Nous devons apprendre à vivre avec des hausses de prix, et redécouvrir tristement les cinquante nuances d’inflation. Or l’inflation elle-même est un concept faussement simple. Elle est synonyme de hausse des prix dans le débat public. Cependant, tous les prix n’augmentent pas de la même manière, et il y a donc différentes mesures de l’inflation, suivant le prix que l’on considère.

L’inflation des prix de l’énergie et des biens alimentaires conduit tout d’abord à une réduction directe du pouvoir d’achat de tous les acteurs en France, ménages comme entreprises. Mais si l’inflation atteint 5 % au premier trimestre 2022, l’inflation sous-jacente, c’est-à-dire corrigée des prix de l’énergie et de l’alimentation, n’est qu’à 1,8 %. Pour faire face à la crise, les acteurs, entreprises comme États, s’endettent. En France, l’accroissement de l’endettement pourra se mesurer par le coût des mesures transitoires pour le pouvoir d’achat. Une fois la crise passée, l’effet sur l’endettement de la « vraie » inflation, c’est-à-dire d’une hausse généralisée et continue des prix, est une tout autre histoire.

illustration Yann Colcanopa

En réalité, l’inflation est plutôt une bonne nouvelle pour l’État. Pour le comprendre, il faut distinguer trois effets.
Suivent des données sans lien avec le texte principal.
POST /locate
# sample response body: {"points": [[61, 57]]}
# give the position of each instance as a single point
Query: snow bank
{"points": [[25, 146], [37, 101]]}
D’abord, l’inflation fait croître les recettes fiscales : la valeur totale des biens et services échangés, et donc des bases fiscales de l’impôt, augmente.

Par le second canal, elle augmente aussi les dépenses de l’État, car le coût de la vie de la population s’accroît – la revalorisation prévue des minima sociaux ou des retraites en est un exemple.

Le troisième canal concerne l’évolution des taux d’intérêt et le coût de la dette publique : les taux d’intérêt nominaux vont augmenter du fait, entre autres, de l’action des banques centrales pour limiter la hausse de l’inflation, et des demandes des prêteurs pour conserver leur pouvoir d’achat, c’est-à-dire le taux d’intérêt corrigé de l’inflation.

La question cruciale est celle de l’évolution des taux d’intérêt

Quel est l’effet net de ces trois canaux pour l’État ? Si les taux d’intérêt nominaux sur la dette publique augmentent moins que l’inflation du produit intérieur brut, l’effet net est positif sur la dette rapportée au PIB. C’est le scénario le plus probable en France, d’après les premières estimations de l’OFCE, et d’après les discours de la Banque centrale européenne.

Qu’en est-il pour les entreprises, qui sont très endettées en France ? Les trois effets sont exactement les mêmes, en considérant les bons prix ! Premièrement, l’inflation augmente les prix de vente et donc les chiffres d’affaires ; elle augmente ensuite les dépenses, mesurées par l’inflation salariale et les prix des intrants ; et elle accroît enfin les charges financières, car les taux d’intérêt nominaux augmentent. Comme pour l’État, si l’inflation salariale et des facteurs de production suivent l’inflation des prix de vente et si les taux d’intérêt augmentent moins que l’inflation, l’effet net est une décroissance relative des charges financières sur le chiffre d’affaires.

L’inflation, en elle-même, ne crée pas de valeur réelle, elle modifie les prix relatifs

La question cruciale est donc celle de l’évolution des taux d’intérêt, et ce n’est pas seulement une question technique. Si les taux d’intérêt augmentent moins que l’inflation, cela signifie que les épargnants vont perdre du pouvoir d’achat, au profit des acteurs endettés comme l’État ou les entreprises. De même, si l’inflation salariale augmente moins que l’inflation des prix domestiques, la part des salaires va décroître dans la richesse nationale. L’inflation, en elle-même, ne crée pas de valeur réelle, elle modifie les prix relatifs. En ce sens, elle est légitimement un enjeu fort d’économie politique.